It’s been a long time coming, but technology is finally transforming the healthcare industry, enabling functions and services that were all but unimaginable just a few years ago.
Case in point: data.
Here’s what Healthcare IT magazine had to say about health data use recently:
“Next generation quality and safety products will need to support standards-based interoperability and all aspects of electronic clinical quality measures (eCQMs), said Zahid Butt, MD, CEO of quality reporting software vendor Medisolv and vice-chair of the HIMSS Quality, Cost and Patient Safety Committee.
“On the data acquisition side, support will be required for multiple data sources through standards-based interfaces and formats including FHIR and CCDA,” Butt said. “And on the reporting end, robust generation of QRDA I and III outputs should be part of a seamless system where data fluidity within the quality reporting ecosystem is possible.”
Further, as the Centers for Medicare and Medicaid Services and other payers move from process to outcomes measures, the need for more advanced risk adjustment of measure results will lead to the use of clinical variables captured in EHRs for this purpose, Butt contended.
“Pilots of hybrid claims measures already are underway and will increase in the future,” Butt said. “Quality and safety technology products will need to support submission of this type of data and find ways to generate risk-adjusted results using these clinical variables.”
And quality and safety technology systems will need to support the incorporation of patient-reported data either entered directly by patients or generated from their devices as additional data sources for a new generation of patient-reported quality and safety measures, Butt added.”
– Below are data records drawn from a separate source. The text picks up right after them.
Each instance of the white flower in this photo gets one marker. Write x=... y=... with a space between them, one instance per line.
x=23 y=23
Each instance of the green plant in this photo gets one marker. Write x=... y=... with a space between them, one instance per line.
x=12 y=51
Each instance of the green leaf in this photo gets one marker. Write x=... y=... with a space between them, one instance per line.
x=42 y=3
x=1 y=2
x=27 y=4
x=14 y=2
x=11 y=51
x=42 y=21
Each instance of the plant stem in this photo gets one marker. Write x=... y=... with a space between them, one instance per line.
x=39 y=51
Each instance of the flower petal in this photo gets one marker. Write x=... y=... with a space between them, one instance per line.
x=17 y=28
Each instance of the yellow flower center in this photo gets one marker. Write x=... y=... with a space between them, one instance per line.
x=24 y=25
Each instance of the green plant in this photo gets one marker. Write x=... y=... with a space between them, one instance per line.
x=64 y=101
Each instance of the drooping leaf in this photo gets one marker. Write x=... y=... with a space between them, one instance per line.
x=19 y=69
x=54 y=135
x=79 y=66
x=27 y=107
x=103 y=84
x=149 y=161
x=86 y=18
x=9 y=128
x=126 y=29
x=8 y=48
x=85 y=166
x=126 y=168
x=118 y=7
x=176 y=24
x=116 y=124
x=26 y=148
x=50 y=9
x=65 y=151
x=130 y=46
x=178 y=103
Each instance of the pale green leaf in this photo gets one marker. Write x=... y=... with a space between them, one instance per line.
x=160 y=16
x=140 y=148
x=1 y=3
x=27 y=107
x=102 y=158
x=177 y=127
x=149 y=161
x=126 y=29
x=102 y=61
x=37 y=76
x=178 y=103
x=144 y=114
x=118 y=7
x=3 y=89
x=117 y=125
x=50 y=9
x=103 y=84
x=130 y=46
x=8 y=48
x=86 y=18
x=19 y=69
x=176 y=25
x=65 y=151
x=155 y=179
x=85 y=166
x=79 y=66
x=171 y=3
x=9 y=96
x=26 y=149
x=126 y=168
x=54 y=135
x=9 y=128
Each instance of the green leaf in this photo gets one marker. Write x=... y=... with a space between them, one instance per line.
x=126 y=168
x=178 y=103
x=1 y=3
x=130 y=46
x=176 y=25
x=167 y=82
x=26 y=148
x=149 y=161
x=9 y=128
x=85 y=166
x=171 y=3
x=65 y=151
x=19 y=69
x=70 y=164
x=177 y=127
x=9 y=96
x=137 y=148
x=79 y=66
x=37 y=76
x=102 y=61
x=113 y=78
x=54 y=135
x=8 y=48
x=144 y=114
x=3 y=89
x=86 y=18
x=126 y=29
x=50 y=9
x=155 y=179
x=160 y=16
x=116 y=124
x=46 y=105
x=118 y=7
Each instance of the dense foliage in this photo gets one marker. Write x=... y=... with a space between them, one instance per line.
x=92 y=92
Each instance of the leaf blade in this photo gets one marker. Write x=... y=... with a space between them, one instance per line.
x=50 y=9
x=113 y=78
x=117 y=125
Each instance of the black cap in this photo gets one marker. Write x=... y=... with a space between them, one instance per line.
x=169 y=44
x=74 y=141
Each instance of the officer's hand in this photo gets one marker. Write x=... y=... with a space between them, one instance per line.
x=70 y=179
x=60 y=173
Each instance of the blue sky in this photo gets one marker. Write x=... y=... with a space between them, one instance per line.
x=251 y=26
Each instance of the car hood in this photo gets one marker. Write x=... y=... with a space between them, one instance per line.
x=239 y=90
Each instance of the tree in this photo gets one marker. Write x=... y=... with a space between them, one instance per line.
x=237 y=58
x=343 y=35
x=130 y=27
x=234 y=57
Those are some lofty goals, but this is just one part of what’s happening in healthcare.
As of today, 99% of all health care delivery in this country happens outside of the office, not when people are face to face with their doctor. Outpatient care management is critical to outcomes. Healthcare systems are starting to realize this, and they are now staffing rooms full of nurses who are monitoring the highest risk patients to address this need.
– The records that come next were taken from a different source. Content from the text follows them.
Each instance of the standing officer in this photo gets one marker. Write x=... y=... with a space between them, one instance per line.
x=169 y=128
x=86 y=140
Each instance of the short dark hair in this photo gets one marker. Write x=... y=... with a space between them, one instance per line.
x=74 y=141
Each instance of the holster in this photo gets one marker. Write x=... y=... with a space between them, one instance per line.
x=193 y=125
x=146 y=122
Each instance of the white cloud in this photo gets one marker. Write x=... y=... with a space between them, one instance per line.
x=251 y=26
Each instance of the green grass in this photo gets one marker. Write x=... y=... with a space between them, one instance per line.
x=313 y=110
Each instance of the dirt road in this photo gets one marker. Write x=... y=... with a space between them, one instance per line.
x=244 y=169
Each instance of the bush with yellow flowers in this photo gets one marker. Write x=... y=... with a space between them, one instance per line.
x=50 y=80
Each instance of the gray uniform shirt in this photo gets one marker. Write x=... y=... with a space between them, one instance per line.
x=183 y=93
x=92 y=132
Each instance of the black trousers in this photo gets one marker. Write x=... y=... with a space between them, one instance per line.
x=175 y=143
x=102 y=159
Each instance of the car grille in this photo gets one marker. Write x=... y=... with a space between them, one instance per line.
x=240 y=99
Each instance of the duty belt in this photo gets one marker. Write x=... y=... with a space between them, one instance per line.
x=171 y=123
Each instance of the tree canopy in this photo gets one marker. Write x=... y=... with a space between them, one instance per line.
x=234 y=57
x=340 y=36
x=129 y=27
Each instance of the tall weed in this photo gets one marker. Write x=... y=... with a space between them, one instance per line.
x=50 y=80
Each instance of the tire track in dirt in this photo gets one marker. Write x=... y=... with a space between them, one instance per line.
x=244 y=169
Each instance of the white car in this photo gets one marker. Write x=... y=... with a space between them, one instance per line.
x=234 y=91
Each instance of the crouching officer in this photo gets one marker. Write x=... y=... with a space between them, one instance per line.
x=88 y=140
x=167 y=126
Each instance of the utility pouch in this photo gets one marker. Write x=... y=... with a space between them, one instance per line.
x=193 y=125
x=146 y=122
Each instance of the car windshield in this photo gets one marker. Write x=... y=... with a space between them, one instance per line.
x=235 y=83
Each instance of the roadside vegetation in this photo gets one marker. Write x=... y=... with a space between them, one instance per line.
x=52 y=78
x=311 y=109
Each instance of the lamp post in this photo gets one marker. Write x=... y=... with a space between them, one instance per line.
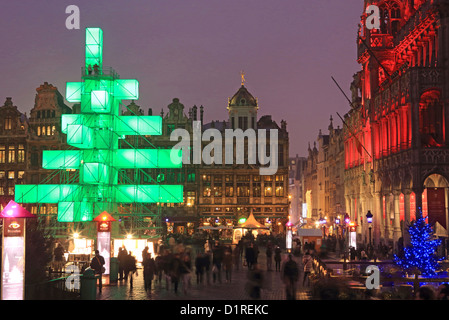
x=369 y=219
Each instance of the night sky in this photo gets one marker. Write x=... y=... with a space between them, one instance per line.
x=194 y=50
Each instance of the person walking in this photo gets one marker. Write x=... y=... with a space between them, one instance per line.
x=149 y=269
x=269 y=254
x=307 y=261
x=59 y=257
x=97 y=264
x=290 y=277
x=174 y=271
x=199 y=268
x=227 y=263
x=250 y=256
x=122 y=254
x=236 y=256
x=131 y=269
x=217 y=260
x=185 y=270
x=277 y=258
x=255 y=282
x=207 y=267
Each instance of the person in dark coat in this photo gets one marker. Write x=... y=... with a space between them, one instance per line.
x=199 y=268
x=217 y=260
x=175 y=271
x=149 y=269
x=290 y=277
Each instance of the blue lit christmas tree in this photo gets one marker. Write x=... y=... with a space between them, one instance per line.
x=421 y=253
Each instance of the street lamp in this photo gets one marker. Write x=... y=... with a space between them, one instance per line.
x=369 y=219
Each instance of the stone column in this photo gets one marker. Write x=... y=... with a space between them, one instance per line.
x=378 y=231
x=405 y=233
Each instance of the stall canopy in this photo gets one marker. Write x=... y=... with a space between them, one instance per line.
x=251 y=223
In this environment, it’s not a stretch to say that technology has the potential to dramatically improve patient satisfaction, patient health and business health all at the same time.
Because, with in-home care, communication is key. Data gathering is critical. And remote delivery — via app, text, phone or other digital platform — is the new linchpin in positive patient outcomes. At the same time, health systems are saving money by pooling resources in back-offices, giving patients more access to their providers and better out-of-office care as a result.
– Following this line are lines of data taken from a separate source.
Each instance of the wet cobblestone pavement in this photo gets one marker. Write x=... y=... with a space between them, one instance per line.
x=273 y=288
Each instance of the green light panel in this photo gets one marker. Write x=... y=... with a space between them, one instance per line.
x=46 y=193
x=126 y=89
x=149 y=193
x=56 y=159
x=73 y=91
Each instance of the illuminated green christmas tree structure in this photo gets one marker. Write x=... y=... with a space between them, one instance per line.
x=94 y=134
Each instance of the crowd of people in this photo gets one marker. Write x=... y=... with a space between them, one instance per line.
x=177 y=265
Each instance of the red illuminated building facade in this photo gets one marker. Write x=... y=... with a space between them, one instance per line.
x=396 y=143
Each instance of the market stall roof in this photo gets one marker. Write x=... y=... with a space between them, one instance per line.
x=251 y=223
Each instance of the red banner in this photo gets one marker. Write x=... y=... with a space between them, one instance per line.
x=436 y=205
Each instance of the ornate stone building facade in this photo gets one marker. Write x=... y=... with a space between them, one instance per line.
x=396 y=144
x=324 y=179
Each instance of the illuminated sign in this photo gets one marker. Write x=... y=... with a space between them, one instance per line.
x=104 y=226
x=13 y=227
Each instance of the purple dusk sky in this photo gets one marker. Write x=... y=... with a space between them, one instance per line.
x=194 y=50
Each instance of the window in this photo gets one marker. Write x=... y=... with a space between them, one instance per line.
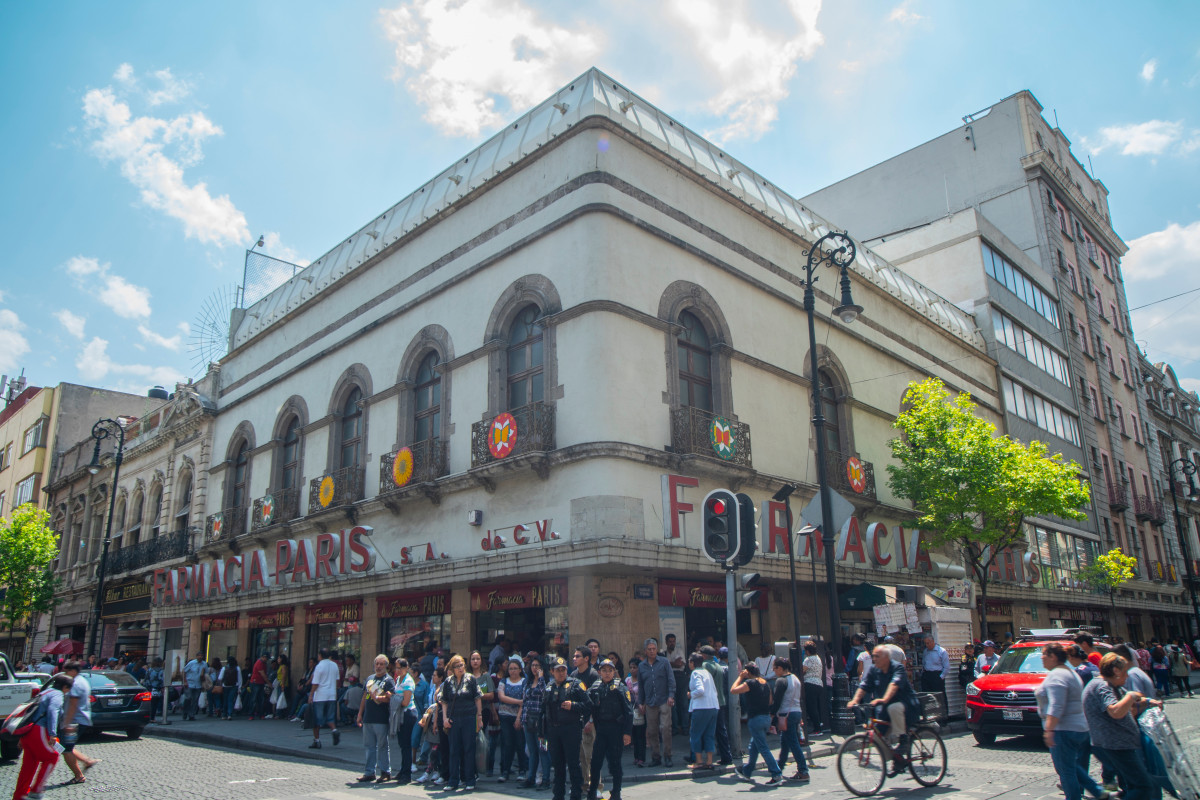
x=1017 y=282
x=526 y=359
x=427 y=401
x=291 y=469
x=695 y=364
x=1033 y=408
x=35 y=437
x=352 y=429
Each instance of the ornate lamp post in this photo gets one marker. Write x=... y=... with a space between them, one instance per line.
x=101 y=431
x=1188 y=469
x=838 y=251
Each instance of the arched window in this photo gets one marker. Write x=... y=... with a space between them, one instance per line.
x=832 y=411
x=352 y=429
x=427 y=401
x=695 y=356
x=289 y=469
x=526 y=359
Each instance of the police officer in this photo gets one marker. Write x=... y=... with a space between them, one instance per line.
x=612 y=711
x=565 y=708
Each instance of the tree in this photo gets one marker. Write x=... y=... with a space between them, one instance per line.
x=972 y=488
x=28 y=548
x=1109 y=571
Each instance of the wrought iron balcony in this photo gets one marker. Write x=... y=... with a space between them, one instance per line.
x=340 y=487
x=1119 y=498
x=850 y=475
x=702 y=433
x=419 y=463
x=526 y=429
x=229 y=523
x=274 y=507
x=153 y=551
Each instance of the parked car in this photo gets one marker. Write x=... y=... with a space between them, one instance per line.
x=1001 y=703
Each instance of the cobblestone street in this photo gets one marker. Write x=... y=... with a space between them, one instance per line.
x=162 y=768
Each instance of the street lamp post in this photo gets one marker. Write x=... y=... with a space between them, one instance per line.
x=838 y=251
x=101 y=431
x=1188 y=468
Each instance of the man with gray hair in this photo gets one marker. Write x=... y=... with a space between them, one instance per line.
x=655 y=697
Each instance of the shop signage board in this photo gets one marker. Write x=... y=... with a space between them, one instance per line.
x=546 y=594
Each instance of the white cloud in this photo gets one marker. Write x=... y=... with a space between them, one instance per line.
x=71 y=322
x=139 y=145
x=472 y=64
x=750 y=61
x=13 y=346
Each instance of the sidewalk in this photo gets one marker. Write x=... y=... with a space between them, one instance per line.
x=287 y=739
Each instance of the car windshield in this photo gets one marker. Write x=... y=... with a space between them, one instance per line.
x=1019 y=660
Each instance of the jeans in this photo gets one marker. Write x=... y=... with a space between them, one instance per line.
x=1072 y=753
x=538 y=757
x=1131 y=767
x=757 y=726
x=376 y=741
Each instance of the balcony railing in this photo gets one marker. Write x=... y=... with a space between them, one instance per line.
x=337 y=488
x=702 y=433
x=526 y=429
x=419 y=463
x=850 y=475
x=274 y=507
x=229 y=523
x=1119 y=498
x=153 y=551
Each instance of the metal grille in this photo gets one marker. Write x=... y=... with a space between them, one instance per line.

The missing piece of the puzzle is simple enough: how can care managers identify the patients that need their support and thereby connect with the right patient at the right time?
This is the problem at iSelect portfolio company Epharmix is working to solve.
By developing new tools to enable effortless, seamless patient monitoring, Epharmix is creating technologies that send disease-specific information to patients automatically, enabling the existing care managers to serve many more patients and bend the cost curve. The unobtrusive system uses mobile technology to collect patient data while they go about their daily lives, improving patients results while simultaneously reducing workloads for providers.
At the same time, their platform is gathering the data that providers need to improve outcomes and better serve their patients, all while running in the background.
And that’s just one example of the innovative work that iSelect and its investors are supporting.